The user is free to provide the personal data indicated in the request forms for the various services offered on the site, and failure to provide the data requested will result in the impossibility of obtaining the service or the interruption of the procedure.  

Personal data are processed by computer for the time strictly necessary to achieve the purposes for which they were collected. All necessary security measures are taken to prevent loss of data, illicit or incorrect use and unauthorised access.  

The recipients of the data collected following consultation of some of the services listed above are the following subjects designated by the Agency, pursuant to Article 28 of the Regulation, as data controllers  

Innova Puglia, as provider of the services for the development, delivery and operational management of the technological platforms of the sites accessible by electronic means at the following addresses: www.aress.regione.puglia.itwww.aress.puglia.it.

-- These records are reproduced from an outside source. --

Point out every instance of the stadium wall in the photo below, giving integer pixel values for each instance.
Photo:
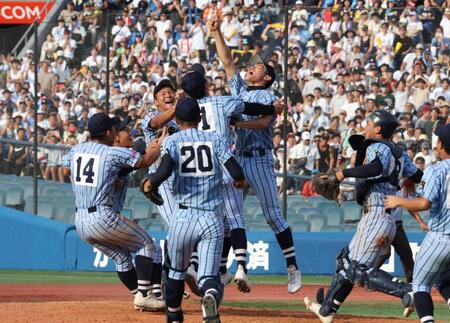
(36, 243)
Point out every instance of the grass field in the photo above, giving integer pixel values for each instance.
(366, 308)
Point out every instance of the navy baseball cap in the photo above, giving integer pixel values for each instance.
(256, 59)
(162, 84)
(100, 123)
(443, 132)
(187, 109)
(193, 83)
(122, 123)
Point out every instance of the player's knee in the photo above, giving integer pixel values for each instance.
(213, 285)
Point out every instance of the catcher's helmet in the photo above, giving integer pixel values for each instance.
(386, 121)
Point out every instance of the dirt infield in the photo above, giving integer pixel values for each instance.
(112, 303)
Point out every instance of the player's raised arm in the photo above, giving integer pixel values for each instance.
(222, 48)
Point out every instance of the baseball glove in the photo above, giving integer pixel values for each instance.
(326, 185)
(152, 195)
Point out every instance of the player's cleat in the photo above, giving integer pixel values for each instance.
(149, 303)
(209, 309)
(191, 280)
(225, 278)
(241, 280)
(315, 308)
(408, 302)
(294, 280)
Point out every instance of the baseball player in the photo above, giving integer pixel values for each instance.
(154, 121)
(401, 242)
(195, 157)
(217, 112)
(94, 167)
(384, 166)
(433, 260)
(123, 139)
(254, 147)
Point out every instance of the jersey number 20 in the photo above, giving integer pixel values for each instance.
(196, 159)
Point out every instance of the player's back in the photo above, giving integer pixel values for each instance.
(437, 180)
(94, 168)
(217, 112)
(198, 156)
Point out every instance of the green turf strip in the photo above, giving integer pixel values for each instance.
(375, 309)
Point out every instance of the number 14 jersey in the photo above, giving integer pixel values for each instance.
(94, 168)
(198, 157)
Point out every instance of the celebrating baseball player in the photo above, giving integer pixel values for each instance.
(94, 167)
(254, 147)
(195, 157)
(217, 112)
(123, 139)
(384, 166)
(433, 260)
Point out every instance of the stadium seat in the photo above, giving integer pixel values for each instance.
(352, 212)
(317, 222)
(14, 198)
(46, 210)
(335, 215)
(324, 205)
(127, 212)
(332, 228)
(301, 226)
(308, 212)
(315, 200)
(141, 209)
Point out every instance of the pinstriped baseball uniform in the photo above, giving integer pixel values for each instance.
(433, 260)
(94, 168)
(259, 170)
(217, 112)
(169, 207)
(376, 230)
(198, 185)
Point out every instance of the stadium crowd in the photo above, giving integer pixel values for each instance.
(344, 58)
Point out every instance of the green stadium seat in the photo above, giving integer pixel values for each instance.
(301, 226)
(352, 212)
(14, 198)
(317, 222)
(332, 228)
(335, 215)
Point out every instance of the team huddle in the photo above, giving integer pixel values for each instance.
(202, 153)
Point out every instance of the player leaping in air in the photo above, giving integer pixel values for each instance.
(433, 260)
(254, 146)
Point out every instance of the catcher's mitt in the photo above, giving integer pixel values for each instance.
(326, 185)
(152, 195)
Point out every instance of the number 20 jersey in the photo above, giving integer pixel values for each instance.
(94, 168)
(198, 157)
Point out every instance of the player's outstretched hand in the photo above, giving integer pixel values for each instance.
(213, 25)
(391, 202)
(279, 106)
(240, 184)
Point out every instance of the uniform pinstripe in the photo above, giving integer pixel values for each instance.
(259, 170)
(198, 185)
(433, 260)
(94, 168)
(217, 112)
(165, 189)
(377, 228)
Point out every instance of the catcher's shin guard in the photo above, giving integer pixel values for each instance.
(381, 281)
(340, 288)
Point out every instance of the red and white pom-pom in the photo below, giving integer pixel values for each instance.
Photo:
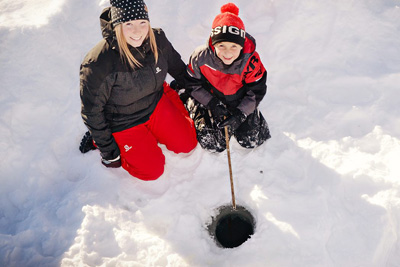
(230, 7)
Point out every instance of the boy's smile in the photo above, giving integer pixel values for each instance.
(227, 51)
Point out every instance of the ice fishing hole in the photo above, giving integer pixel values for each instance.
(230, 228)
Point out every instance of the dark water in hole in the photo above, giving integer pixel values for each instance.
(232, 230)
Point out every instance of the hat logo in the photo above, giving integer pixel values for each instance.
(230, 29)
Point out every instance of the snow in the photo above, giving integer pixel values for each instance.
(324, 190)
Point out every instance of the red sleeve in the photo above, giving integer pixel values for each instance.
(254, 69)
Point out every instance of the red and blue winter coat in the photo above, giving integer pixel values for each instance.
(240, 85)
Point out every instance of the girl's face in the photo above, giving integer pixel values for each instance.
(135, 31)
(227, 51)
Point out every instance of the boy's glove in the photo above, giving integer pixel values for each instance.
(234, 121)
(86, 143)
(112, 163)
(218, 109)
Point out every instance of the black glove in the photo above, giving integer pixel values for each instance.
(234, 121)
(87, 143)
(112, 163)
(218, 109)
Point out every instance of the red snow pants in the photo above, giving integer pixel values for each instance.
(169, 124)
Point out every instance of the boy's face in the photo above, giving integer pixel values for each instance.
(227, 51)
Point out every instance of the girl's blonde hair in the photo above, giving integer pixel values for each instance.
(126, 54)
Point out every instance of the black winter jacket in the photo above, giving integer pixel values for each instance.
(113, 96)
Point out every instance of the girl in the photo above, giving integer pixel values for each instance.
(126, 104)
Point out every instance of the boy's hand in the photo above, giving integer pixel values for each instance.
(112, 163)
(218, 109)
(234, 121)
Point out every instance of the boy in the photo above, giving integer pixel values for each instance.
(226, 81)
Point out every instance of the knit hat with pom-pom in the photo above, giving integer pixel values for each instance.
(127, 10)
(228, 27)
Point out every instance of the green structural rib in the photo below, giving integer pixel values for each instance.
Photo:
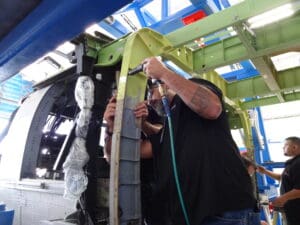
(259, 45)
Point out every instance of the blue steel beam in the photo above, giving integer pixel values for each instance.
(47, 26)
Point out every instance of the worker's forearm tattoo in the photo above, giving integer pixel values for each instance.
(200, 100)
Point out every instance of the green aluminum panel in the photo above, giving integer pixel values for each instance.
(281, 37)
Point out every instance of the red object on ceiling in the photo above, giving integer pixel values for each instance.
(193, 17)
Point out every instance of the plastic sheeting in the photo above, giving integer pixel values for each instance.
(75, 179)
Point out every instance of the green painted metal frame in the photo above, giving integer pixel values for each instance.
(274, 39)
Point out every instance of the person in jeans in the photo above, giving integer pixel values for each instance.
(289, 198)
(215, 185)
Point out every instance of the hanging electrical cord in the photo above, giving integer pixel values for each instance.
(174, 164)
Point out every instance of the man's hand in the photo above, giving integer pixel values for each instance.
(154, 68)
(141, 110)
(109, 114)
(261, 169)
(279, 202)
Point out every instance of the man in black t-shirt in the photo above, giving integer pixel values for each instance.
(289, 197)
(215, 186)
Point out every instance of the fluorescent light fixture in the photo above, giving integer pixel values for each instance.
(66, 47)
(286, 61)
(229, 68)
(95, 27)
(273, 15)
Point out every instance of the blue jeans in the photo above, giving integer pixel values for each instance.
(239, 217)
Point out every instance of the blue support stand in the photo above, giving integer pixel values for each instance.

The data collected as a result of the consultation of the institutional website or the sending of data to the Agency are also processed by the following entities designated, pursuant to Article 28 of the Regulation, as data controllers:

  • provider of IT management and maintenance of the platform/application used;  
  • supplier of the IT management and maintenance service of the IT system/application used;
  • suppliers to whom the management of certain services has been outsourced.   

The personal data collected are also processed by the Agency's staff, who act on the basis of specific instructions given regarding the purposes and methods of processing.  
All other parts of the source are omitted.